Inserito come domanda in una recente puntata del programma televisivo “L’eredità” su Rai1, il canazzo siciliano è un insieme di ortaggi e verdure cotte; può essere preparato in svariati modi, ma si avvicina di più alla tradizione la preparazione palermitana.
Canazzu è il
nome di uno dei piatti vegetariani della cucina estiva palermitana,
meno conosciuto della celebre caponata e della
straordinaria peperonata, ma altrettanto delizioso.
L’etimologia di questa parola
ha riscontro soltanto nel dialetto palermitano e questo fa ritenere che il
canazzu abbia avuto come luogo di origine il territorio palermitano.
In estate i piatti vegetariani la fanno da padrone nella
cucina palermitana. I piatti più conosciuti, sono quelli dalla precisa
identità, preparati con gli stessi ingredienti da sempre. Nella caponata e
nella peperonata, gli ortaggi, rigorosamente fritti, sono arricchiti da
una salsa agrodolce, antica memoria della cultura araba che
caratterizza molti piatti panormiti. Però quella del canazzu è
un‘altra storia, nasce come un piatto dal procedimento meno “esatto” e più
flessibile nell’accogliere ingredienti vegetali di vario tipo. Preparato con
quello che si trovava nell’orto “‘u canazzu” è chiaramente un piatto di
origine contadina.
A Palermo è facile sentire la parola canazzu,
ma sempre insieme ad altre che ne ampliano e specificano il significato. Il
termine è usato da solo unicamente quando ci si riferisce a questa pietanza.
Con l’espressione “canazzu ri bancata”, sono appellati comunemente
i cani randagi che mendicano il cibo appostandosi tra i banchi dei mercati.
Sono invece chiamati “canazzi ri mannara” i grossi cani da
pastore, bastardi anche questi come i primi e ugualmente dall’aspetto rozzo e
poco elegante. I due termini, ma più il primo in verità, sono correntemente
impiegati proprio come metafora di uomini rozzi e volgari.

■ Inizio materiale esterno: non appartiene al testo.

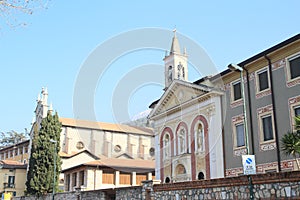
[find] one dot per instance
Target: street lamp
(235, 67)
(54, 172)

In ultima analisi la parola canazzo, riferita
al piatto, indica proprio un piatto brutto a vedersi, fatto di “cosi
‘mmiscati” (cioè mescolando svariati ingredienti), proprio come un
bastardo “canazzu ri bancata”.
Una
ratatouille alla palermitana.
Gli ingredienti che compongono ‘u canazzu possono
sembrare quelli di una ricca peperonata: melanzane, peperoni, cipolle, patate e
pomodoro. La differenza pero c’è e sta nella cottura degli ortaggi e nella
totale assenza del sapore agrodolce.
Se nella peperonata e nella caponata si procede
ordinatamente friggendo le verdure, un tipo alla volta, amalgamando tutto alla
fine, nel canazzo si procede in modo casuale. Gli ortaggi
vengono mescolati tra loro e cotti alla rinfusa, in altri termini “a
canazzu” (giusto per non essere volgare). Si tratta di un criterio
simile alla ricetta tradizionale della ratatouille. Dopo tutto la parola
in lingua provenzale significa rimestare, mescolare.
‘U
canazzu di casa mia.
Nella preparazione tradizionale del canazzo gli ortaggi
si tagliano a tocchetti e si buttano in un tegame tutte insieme e si
soffriggono con l’olio. Poi si copre il tegame col coperchio e si continua
questo tipo di cottura che in dialetto chiamiamo “a tuttu rintra” (tutto
dentro). Tuttavia pur essendo questa una delle note distintive della pietanza
(l’altra è l’assenza dell’agrodolce) a casa preferiamo una versione dove le
verdure vengono soffritte insieme e dopo si completa la cottura nel forno.
Nel canazzo di casa mia finiscono, oltre
il classico tris: patate, peperoni e melanzane,
anche pomodorini e zucchine di vario tipo. Rispettando il tris come base, in
aggiunta si usa ciò che è disponibile al momento della preparazione. Altra cosa
non prevista dalla ricetta originale è l’uso di alloro e cumino per profumare
la portata. L’aggiunta di menta e basilico sono invece canonici della ricetta
tradizionale.
Un’ultima cosa, ho letto in alcune ricette l’uso
dell’agrodolce. Se vuoi trasformare il piatto in una “peperonata arricchita”,
fai pure, ma la differenza tra i due piatti è proprio l’assenza dell’agrodolce.